The law envisages decommissioning all lignite / coal plants by 2028
The Government of Greece May 26, 2022 passed the country’s first climate law to end the use of lignite / coal in the country’s electricity generation by 2028. The deadline for phasing out the fossil fuels will be reviewed in 2023.
The National Climate Law — Transition to climate neutrality and adaptation to climate change contains the establishment of a process for developing sectoral carbon budgets for seven sectors of the economy, an element that exists only in the most progressive climate laws in Europe.
It establishes measures and policies to optimise the country’s adaptation to climate change and ensure Greece’s carbonation path by 2050.

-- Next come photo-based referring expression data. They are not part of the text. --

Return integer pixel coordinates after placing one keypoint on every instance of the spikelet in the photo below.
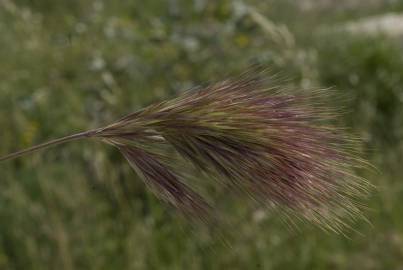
(281, 147)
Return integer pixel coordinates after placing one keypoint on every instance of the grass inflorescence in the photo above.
(281, 147)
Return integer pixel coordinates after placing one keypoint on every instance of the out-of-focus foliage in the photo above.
(66, 66)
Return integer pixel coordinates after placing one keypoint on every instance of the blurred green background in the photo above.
(66, 66)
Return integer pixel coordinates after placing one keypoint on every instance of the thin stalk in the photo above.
(35, 148)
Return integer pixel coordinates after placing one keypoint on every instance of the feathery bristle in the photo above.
(279, 146)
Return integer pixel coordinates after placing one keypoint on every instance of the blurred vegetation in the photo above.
(67, 66)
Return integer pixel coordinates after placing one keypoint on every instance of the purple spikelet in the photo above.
(279, 146)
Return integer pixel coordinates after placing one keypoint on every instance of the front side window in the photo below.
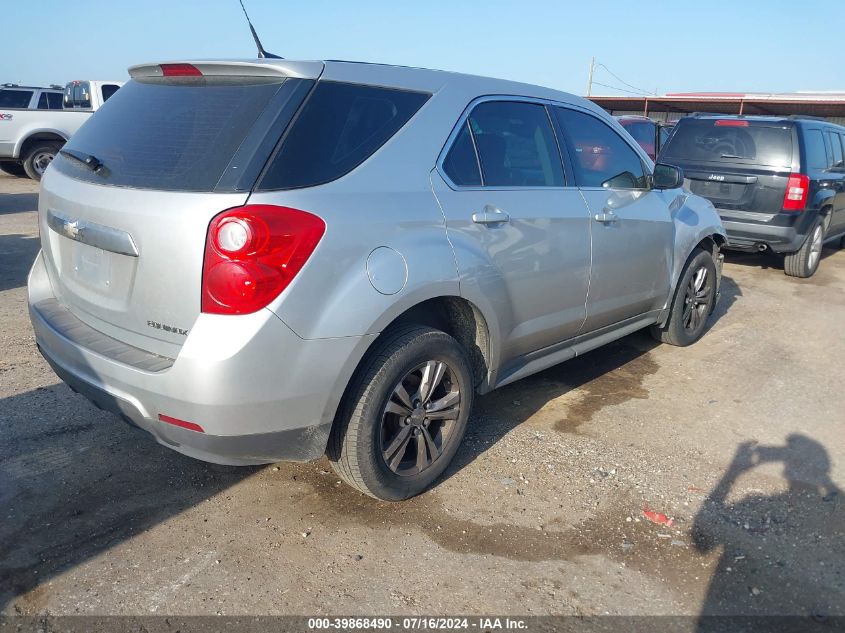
(600, 158)
(340, 126)
(461, 163)
(78, 95)
(108, 90)
(516, 145)
(15, 98)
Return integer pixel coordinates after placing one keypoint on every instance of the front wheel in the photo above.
(404, 416)
(695, 297)
(805, 261)
(38, 158)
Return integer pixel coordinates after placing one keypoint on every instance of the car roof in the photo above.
(387, 75)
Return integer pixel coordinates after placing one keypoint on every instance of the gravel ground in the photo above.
(542, 513)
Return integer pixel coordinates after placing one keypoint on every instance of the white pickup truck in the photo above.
(30, 137)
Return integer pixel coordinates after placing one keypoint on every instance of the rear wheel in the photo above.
(405, 415)
(39, 157)
(805, 261)
(695, 297)
(13, 169)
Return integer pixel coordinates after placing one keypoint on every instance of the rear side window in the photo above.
(340, 126)
(516, 145)
(730, 141)
(600, 157)
(108, 90)
(836, 146)
(172, 134)
(461, 163)
(817, 157)
(15, 98)
(78, 95)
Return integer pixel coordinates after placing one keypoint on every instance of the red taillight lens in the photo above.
(252, 253)
(797, 191)
(180, 70)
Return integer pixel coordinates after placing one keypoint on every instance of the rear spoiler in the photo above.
(233, 68)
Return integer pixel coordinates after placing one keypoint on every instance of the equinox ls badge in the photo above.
(167, 328)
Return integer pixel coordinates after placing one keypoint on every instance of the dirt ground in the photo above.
(542, 513)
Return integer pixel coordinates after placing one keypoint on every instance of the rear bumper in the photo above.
(748, 235)
(260, 393)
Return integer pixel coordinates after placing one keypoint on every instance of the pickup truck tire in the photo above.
(13, 169)
(38, 157)
(805, 261)
(695, 297)
(383, 441)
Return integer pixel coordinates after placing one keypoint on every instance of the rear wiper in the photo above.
(89, 160)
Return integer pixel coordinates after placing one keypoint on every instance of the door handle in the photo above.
(606, 217)
(490, 215)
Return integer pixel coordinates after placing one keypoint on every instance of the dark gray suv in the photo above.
(777, 183)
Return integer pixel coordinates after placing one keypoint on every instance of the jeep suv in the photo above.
(777, 183)
(271, 260)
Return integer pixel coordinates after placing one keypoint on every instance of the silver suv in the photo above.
(274, 260)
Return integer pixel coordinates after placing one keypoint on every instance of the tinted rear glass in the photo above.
(169, 134)
(712, 140)
(339, 127)
(15, 98)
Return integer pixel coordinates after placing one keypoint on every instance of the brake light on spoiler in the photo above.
(180, 70)
(797, 192)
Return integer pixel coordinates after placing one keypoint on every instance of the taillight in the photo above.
(797, 191)
(180, 70)
(252, 253)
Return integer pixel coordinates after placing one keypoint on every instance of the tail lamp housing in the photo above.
(252, 253)
(797, 192)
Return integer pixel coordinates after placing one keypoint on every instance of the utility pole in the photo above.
(590, 78)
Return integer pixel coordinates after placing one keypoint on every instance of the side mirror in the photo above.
(667, 176)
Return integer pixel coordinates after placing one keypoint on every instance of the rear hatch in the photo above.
(124, 209)
(741, 165)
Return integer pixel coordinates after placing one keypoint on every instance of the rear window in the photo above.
(339, 127)
(171, 134)
(730, 141)
(15, 98)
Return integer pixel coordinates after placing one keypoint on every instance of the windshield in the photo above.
(730, 140)
(169, 134)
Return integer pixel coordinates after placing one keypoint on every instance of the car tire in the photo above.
(38, 158)
(383, 443)
(13, 169)
(693, 302)
(805, 261)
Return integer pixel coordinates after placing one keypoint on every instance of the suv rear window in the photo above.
(15, 98)
(172, 134)
(339, 127)
(730, 141)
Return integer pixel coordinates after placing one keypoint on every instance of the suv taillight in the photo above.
(252, 253)
(797, 191)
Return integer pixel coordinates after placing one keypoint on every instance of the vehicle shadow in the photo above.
(780, 554)
(75, 482)
(607, 376)
(17, 252)
(18, 202)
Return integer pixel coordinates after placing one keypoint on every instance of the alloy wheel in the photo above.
(697, 299)
(419, 417)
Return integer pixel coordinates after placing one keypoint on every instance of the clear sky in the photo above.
(681, 46)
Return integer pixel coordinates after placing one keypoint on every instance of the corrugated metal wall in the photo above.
(673, 116)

The country’s climate targets include cutting greenhouse emissions by at least 55 per cent by 2030 and by 80 per cent by 2040 and by 2050 zero-net emissions.

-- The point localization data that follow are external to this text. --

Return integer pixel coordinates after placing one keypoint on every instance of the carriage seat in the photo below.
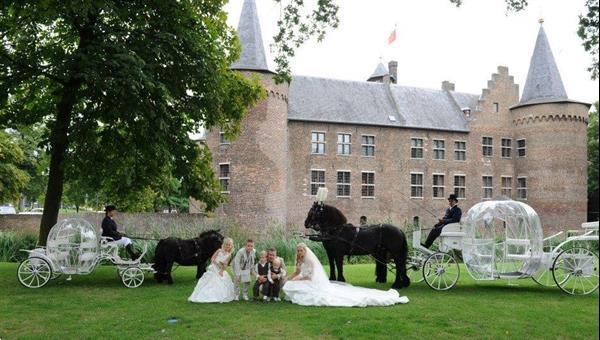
(590, 226)
(453, 230)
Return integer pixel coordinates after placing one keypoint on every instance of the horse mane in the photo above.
(335, 216)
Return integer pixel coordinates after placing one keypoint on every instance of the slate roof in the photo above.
(543, 82)
(371, 103)
(252, 56)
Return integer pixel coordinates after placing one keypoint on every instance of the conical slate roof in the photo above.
(543, 79)
(252, 56)
(379, 72)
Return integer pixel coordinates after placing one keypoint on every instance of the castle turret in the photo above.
(550, 144)
(253, 167)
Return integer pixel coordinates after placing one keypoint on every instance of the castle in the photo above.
(395, 153)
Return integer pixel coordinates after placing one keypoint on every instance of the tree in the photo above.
(120, 84)
(593, 162)
(12, 178)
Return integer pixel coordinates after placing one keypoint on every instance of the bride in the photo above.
(216, 285)
(309, 286)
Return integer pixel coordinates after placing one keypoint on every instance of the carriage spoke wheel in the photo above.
(414, 266)
(575, 271)
(441, 271)
(544, 278)
(34, 272)
(132, 277)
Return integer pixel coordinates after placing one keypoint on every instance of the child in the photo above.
(243, 266)
(261, 269)
(274, 280)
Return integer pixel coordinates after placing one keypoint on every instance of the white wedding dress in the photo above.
(213, 287)
(315, 289)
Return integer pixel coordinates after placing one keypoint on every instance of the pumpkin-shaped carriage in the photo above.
(74, 248)
(504, 240)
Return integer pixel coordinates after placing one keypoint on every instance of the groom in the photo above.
(271, 256)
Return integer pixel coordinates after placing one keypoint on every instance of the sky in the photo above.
(437, 41)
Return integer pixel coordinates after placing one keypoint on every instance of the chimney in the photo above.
(393, 70)
(447, 86)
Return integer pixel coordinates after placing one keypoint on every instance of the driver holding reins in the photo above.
(109, 229)
(453, 215)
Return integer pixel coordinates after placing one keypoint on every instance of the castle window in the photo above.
(224, 177)
(438, 186)
(522, 188)
(222, 139)
(439, 149)
(317, 180)
(460, 151)
(343, 184)
(344, 143)
(506, 148)
(488, 187)
(318, 143)
(416, 148)
(368, 184)
(416, 185)
(507, 186)
(487, 146)
(460, 186)
(521, 148)
(368, 145)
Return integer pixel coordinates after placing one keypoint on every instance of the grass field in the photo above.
(99, 306)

The law established measures and policies for the following:
The creation of a system of governance and participation for climate action was also envisaged. Measures were also introduced to mitigate emissions from electricity generation.
The memo noted that compared to the bill submitted for public consultation in November 2021, the level of ambition was lower in several areas. This contradicts the spirit of reforms currently underway in Europe.
The REPowerEU Plan by the European Commission plans for saving energy; producing clean energy and diversifying the energy supplies and to make Europe "independent from Russian fossil fuels well before 2030, in light of Russia's invasion of Ukraine."
Fit for 55 package of the European Green Deal has set itself a binding target of achieving climate neutrality by 2050. As an intermediate step towards climate neutrality, the EU had raised its 2030 climate ambition, committing to cutting emissions by at least 55 per cent by 2030.
Greenpeace said that the legislation was a small step towards climate neutrality and that it lacked a strategy to enable Greece to shift away from fossil fuels in a front-loaded and fast way.